Despite a small drop in the value of its portfolio from £685.8m at the end of March to £656.5m at 30 September, Arenson said the group was “well positioned to weather pressure on valuations and rising debt costs”.
The group has a loan-to-value ratio of 26.5% and no refinancing until 2025. Some 90% of its debt is at fixed rates or hedged against rising interest rates until November next year.
Industrials REIT said a weakening in the investment market, combined with higher interest rates, had led it to take the strategic decision not to draw down on the £27m loan facility it signed in May 2022.
“Asset pricing has not yet found its projected level, which, combined with high interest costs, means that debt does not enhance returns as it has done previously,” said the group. “Drawing expensive debt speculatively while the market settles was deemed unnecessary when we already benefit from an undrawn £25m revolving credit facility, although refinancing existing facilities to include currently unsecured assets remains an option in the future.”

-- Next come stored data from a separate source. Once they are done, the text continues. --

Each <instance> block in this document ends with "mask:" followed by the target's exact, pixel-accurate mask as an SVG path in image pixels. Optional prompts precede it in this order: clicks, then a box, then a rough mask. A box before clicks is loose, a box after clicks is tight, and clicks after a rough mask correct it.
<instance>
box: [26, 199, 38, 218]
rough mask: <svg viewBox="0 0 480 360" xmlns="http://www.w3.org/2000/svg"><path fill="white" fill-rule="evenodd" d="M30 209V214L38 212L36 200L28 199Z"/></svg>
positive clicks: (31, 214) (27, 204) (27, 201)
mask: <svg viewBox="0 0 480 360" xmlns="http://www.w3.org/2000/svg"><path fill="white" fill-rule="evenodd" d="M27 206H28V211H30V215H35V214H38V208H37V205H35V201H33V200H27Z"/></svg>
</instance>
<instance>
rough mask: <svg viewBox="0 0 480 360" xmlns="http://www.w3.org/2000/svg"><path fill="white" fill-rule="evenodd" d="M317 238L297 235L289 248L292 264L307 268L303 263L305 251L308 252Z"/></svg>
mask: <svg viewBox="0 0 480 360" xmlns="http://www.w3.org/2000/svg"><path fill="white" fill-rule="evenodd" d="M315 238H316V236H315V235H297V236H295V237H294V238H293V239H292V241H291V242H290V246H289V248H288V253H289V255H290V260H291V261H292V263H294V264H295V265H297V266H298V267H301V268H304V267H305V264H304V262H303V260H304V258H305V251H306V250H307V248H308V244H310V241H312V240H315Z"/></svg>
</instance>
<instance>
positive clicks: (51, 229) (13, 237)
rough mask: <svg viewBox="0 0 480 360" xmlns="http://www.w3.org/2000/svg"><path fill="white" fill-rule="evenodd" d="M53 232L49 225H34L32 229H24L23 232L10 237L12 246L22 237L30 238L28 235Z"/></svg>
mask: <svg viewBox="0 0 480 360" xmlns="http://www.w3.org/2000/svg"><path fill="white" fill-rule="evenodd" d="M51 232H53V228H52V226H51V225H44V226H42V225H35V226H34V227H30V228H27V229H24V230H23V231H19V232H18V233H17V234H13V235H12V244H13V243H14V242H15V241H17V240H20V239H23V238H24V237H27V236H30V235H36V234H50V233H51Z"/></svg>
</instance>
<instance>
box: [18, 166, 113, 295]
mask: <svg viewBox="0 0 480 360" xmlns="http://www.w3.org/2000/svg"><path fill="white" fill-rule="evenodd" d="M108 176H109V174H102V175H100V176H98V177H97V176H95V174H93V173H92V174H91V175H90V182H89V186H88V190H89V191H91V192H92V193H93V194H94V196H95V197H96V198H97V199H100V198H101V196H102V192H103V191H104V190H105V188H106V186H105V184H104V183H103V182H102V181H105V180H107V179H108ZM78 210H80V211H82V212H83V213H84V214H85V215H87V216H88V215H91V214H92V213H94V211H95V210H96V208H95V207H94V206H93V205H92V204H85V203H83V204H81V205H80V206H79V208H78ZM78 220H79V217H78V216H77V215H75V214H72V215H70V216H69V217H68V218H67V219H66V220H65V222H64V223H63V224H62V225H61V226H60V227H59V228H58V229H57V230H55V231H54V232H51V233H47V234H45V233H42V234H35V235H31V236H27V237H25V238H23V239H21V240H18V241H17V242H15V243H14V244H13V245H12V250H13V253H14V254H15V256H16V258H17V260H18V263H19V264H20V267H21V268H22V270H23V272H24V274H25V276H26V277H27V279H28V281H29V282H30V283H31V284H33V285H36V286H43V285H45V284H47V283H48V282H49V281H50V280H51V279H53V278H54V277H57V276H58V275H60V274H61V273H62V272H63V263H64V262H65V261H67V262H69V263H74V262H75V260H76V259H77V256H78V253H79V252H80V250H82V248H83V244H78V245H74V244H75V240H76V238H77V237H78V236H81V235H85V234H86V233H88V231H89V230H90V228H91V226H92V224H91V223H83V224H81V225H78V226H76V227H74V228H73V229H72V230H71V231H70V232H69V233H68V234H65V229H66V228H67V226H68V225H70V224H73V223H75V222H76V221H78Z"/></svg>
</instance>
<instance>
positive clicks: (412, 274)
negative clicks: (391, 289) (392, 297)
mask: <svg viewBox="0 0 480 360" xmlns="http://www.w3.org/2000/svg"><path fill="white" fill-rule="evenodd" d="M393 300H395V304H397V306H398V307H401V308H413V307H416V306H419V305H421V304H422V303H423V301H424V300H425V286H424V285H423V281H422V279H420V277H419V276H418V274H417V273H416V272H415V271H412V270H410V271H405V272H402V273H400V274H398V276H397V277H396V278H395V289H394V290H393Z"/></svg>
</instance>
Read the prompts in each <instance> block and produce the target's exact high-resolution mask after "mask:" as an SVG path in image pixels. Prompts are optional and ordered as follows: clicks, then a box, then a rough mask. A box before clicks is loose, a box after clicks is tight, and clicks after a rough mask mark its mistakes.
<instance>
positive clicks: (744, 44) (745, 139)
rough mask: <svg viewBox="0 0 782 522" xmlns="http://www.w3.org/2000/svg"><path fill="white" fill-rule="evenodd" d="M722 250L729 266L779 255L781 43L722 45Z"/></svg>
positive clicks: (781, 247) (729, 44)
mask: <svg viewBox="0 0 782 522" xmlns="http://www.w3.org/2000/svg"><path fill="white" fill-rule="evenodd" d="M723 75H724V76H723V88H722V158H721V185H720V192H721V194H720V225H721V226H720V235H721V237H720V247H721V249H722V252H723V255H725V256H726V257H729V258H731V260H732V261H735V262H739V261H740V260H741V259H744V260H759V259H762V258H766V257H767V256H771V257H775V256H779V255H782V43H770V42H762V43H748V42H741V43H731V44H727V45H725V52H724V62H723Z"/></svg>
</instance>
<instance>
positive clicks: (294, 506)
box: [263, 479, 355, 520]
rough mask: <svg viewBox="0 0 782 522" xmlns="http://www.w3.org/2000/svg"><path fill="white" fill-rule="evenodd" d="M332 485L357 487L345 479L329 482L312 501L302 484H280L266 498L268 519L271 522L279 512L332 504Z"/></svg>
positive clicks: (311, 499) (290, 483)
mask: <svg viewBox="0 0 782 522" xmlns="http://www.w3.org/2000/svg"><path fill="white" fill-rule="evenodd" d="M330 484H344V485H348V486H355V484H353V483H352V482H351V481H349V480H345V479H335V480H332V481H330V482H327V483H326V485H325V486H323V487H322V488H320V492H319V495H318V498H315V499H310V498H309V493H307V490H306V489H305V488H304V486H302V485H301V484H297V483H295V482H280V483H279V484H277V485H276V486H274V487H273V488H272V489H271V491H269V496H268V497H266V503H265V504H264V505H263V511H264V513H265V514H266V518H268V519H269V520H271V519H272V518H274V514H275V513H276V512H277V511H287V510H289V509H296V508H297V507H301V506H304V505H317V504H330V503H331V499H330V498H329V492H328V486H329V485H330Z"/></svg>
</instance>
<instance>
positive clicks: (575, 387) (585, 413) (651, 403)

The group said it would focus on “consolidating operational efficiencies” while there was a “hiatus in investment activity”, but would be prepared to re-enter the investment market when appropriate.
“We anticipate that the current macroeconomic headwinds will see the investment market go through a period of repricing, and we look forward to being able to capitalise on opportunities once the operating environment stabilises,” said Arenson.